Novelas como El Innombrable de Samuel Beckett nos han mostrado que
el lenguaje puede también girar artificiosamente sobre sí
mismo sin dirigirnos a ninguna parte, dejándonos el vértigo
de hundirnos en palabras que más que una salida son un laberinto
y quizá sólo nos conducen, al fin y al cabo, a la difusa
conciencia de una insuficiencia radical del lenguaje, que en Beckett
queda sobreentendida, reticente, y hasta muda.
No sería equivocado atribuir estas estrategias literarias surgidas
en el siglo XX a una mayor proximidad entre poesía y narración,
ya que, a diferencia de la prosa, la poesía es también
el dominio de un silencio que empuja a las palabras. Los sentimientos
las arrastran haciendo que describa ésta un territorio verbalizado
a medias, operando así como una invitación a un lugar
donde la conciencia todavía no gobierna: casi un desafío
a la sensibilidad y al pensamiento. Creo que en esto radica con más
fuerza la comunión de objetivos que comparten la literatura y
las artes visuales indistintamente: precisamente allí donde ambas
se distancian de las estrategias habituales de aquél discurso
concebido para la expresión de una sola idea por frase pronunciada
o de aquel objeto que porta un único y solitario significado.
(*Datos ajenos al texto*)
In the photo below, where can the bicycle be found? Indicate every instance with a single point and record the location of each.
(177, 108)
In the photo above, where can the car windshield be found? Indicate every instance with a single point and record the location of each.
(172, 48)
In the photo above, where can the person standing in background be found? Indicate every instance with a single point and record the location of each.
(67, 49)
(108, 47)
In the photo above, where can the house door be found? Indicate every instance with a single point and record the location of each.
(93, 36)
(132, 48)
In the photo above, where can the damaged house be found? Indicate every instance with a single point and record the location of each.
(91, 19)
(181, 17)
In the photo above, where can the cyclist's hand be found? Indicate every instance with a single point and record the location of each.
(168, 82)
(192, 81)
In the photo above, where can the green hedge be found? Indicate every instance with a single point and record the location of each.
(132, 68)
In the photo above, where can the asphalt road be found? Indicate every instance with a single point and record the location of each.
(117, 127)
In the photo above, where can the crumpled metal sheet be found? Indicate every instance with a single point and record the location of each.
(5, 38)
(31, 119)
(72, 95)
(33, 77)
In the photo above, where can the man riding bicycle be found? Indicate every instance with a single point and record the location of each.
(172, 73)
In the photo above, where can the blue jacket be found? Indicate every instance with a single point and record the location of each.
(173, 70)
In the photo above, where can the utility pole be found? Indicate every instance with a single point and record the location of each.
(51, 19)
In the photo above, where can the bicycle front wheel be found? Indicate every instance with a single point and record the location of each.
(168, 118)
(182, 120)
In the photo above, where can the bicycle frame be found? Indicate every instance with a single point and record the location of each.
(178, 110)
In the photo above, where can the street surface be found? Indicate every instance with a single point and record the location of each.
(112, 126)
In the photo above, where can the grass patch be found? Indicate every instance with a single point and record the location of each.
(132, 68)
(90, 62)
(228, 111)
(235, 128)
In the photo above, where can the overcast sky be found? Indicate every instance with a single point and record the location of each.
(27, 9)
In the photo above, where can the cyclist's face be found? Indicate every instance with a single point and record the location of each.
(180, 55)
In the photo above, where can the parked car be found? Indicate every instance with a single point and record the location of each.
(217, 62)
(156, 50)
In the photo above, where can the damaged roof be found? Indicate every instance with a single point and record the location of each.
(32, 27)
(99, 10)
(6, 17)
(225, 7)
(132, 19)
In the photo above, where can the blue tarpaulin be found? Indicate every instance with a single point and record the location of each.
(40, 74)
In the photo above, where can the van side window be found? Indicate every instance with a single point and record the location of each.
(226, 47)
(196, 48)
Aun cuando sea ésta quizá la función que dio origen
al lenguaje, ella se nos presenta ahora como una función normativa
y autoritaria que en la actualidad sólo las inflexibles leyes
de la física, las fórmulas matemáticas y la implacable
redacción de las normas jurídicas vienen imponiendo todavía
sobre la materia o la voluntad.
Por otro lado, si coincidimos en que los objetivos son los mismos,
podría argumentarse que sólo los medios o los procedimientos
los distancian. Si; en parte. Pero ésta es una frontera que el
artista decide libremente establecer en función de su propio
trabajo. Y, si quienes trabajan con formas y colores articulan con ellos
una sintaxis y una gramática particular que toma el nombre de
estilo, el escritor tiene también un trabajo y un dominio ejercido
sobre las materias del lenguaje; ya sea éste último de
una exhuberancia o de una concisión minimalista, es también
un logro, una conquista adquirida por el uso continuo del la palabra
y el modelado paciente de sus frases en busca de las expresiones exactas
de las que ha de servirse.
Así, un concepto ampliado de la literatura y un concepto ampliado
del arte sobrevuelan un mismo territorio cuyos verdaderos límites
no han podido ser establecidos. Como cartografías a menudo superpuestas,
transparentándose una en la otra, los textos y las imágenes
conspiran -en plena era del hipertexto- diluyendo la quimera de una
vieja autonomía en aras de una interacción que anuncia
rutas nuevas hacia tierras posibles, o refugios -quien sabe si más
próximos de lo que suponemos-, que apenas empezamos a descubrir.